Aboio teatral
por maneco nascimento
Vindo de Goiânia, tangendo um boi feito homem e um homem para as vezes do boi, Guido Campos fechou a semana de espetáculos concorrentes ao 18º. Festival Nacional de Monólogos “Ana Maria Rêgo” – Prêmio Zezé Lopes, dia 13 de agosto de 2011, na terra apropriada do Theatro 4 de Setembro, com virtuose de lição de amor bem aprendida.
Com “Boi”, em 50 minutos de duração e direção de Hugo Rodas, o ator Guido Campos inicia, para tempos de apresentação, recepção e prólogo de espetáculo, uma interação variável entre carnavalização de abre atos e provocação do público ao incentivo de integrá-lo à “farra” do boi.
(Guido Campos: "Boi"/foto: Layza vasconcelos)
O texto que abre a cena, propriamente, é o do primeiro pé plantado no curral. Faz-se em caminho de luz no labirinto do mito de homem feito bicho. A partir daí o “minotauro” vai desvendando seu pasto, seu rancho margeado de riacho, sua rotina de escuridão e luz, sua vereda de perdição e hora da transmutação redentora do homem coisificado à sorte do sentimento de própria escolha.

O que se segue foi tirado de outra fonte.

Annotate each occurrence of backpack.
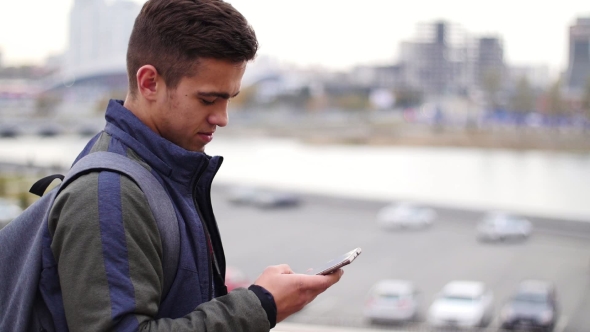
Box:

A cenografia, uma mesa para banquetes e signos, dois tecidos (o vermelho e o preto), um berrante, um punhal, duas máscaras do boi de tradição e ruptura e um corpo falante ornado de um chocalho, toda prática.
(Guido Campos: "Boi" e seu berrante/foto: Layza Vasconcelos)
A luz do espetáculo parece mimetizar-se com a do ator. Sai dos pinos, mas forja-se irradiada das patas do ruminante. A construção das personagens de Guido Campos se unifica para quase mesmo padrão. Por vezes as vozes de Agemiro, o amante de bois e currais, vociferam sentimentos num pulso estridente, mesmo para a linha de margem das conversas agressivas de currais e aboios.
A máscara da velha mãe, da mulher Das Dores, da Dos Anjos, pretendente a casamento e a do próprio Zé Agemiro, ora se confundem, ora se misturam e outras + se mimetizam para traquejos vocais similares, saídos da cornucópia de ressonância.
A + das vezes a energia centrada do ator e seu método caem na armadilha da caricatura e cacoetes disfarçados de verdade cênica, nem sempre a parecer risível, mas para cumprir uma mímesis das memórias afetivas.
Encenação de energia inteira, com todos os alinhavos dentro da mesma corrente de mapeamento dramático. Ponto alto do espetáculo, as coreografias mágicas de construção das trocas de roupas da mulher Das Dores, enquanto cobra ciúme do marido Agemiro que sofre de fascínio pelo boi preferido.
(Guido Campos: "Boi" em sua Das Dores/foto: Layza Vasconcelos)
Adereços ricos e simples, uma cabeça de boi cego, a do minotauro, uma sandália de borracha feito pata, um punhal para sangue e areia e a cabeça colorida em vermelho com olhos negros que planta-se no peito do homem assumido como boi no ápice da encenação do bicho-homem mitificado.
A direção dramatúrgica, inteira, enceta uma certa rota de condicionamentos que se eficientizam também pela cartografia coreográfica, pelo calor de paixão à cena ruminada e pela marca de identidades dos contextos cênicos tatuados de sabores humanos.
Sondado do universo rural do ciclo do gado do centro-oeste, mas de qualquer campo de criação, o espetáculo “Boi”, de Hugo Rodas e Guido Campos, na forma construtivista da cena desconstrói memórias e reinventa novas leituras ao velho sonho do teatro brasileiro, o ator e a cena.
Vende a carne do “Boi” e num aboio teatral acerta para o mítico, para o lúdico e para a ciência aberta da dramaturgia de laboratórios experimentados. Teatro para placebo, mas também para efeito de cura pajelada.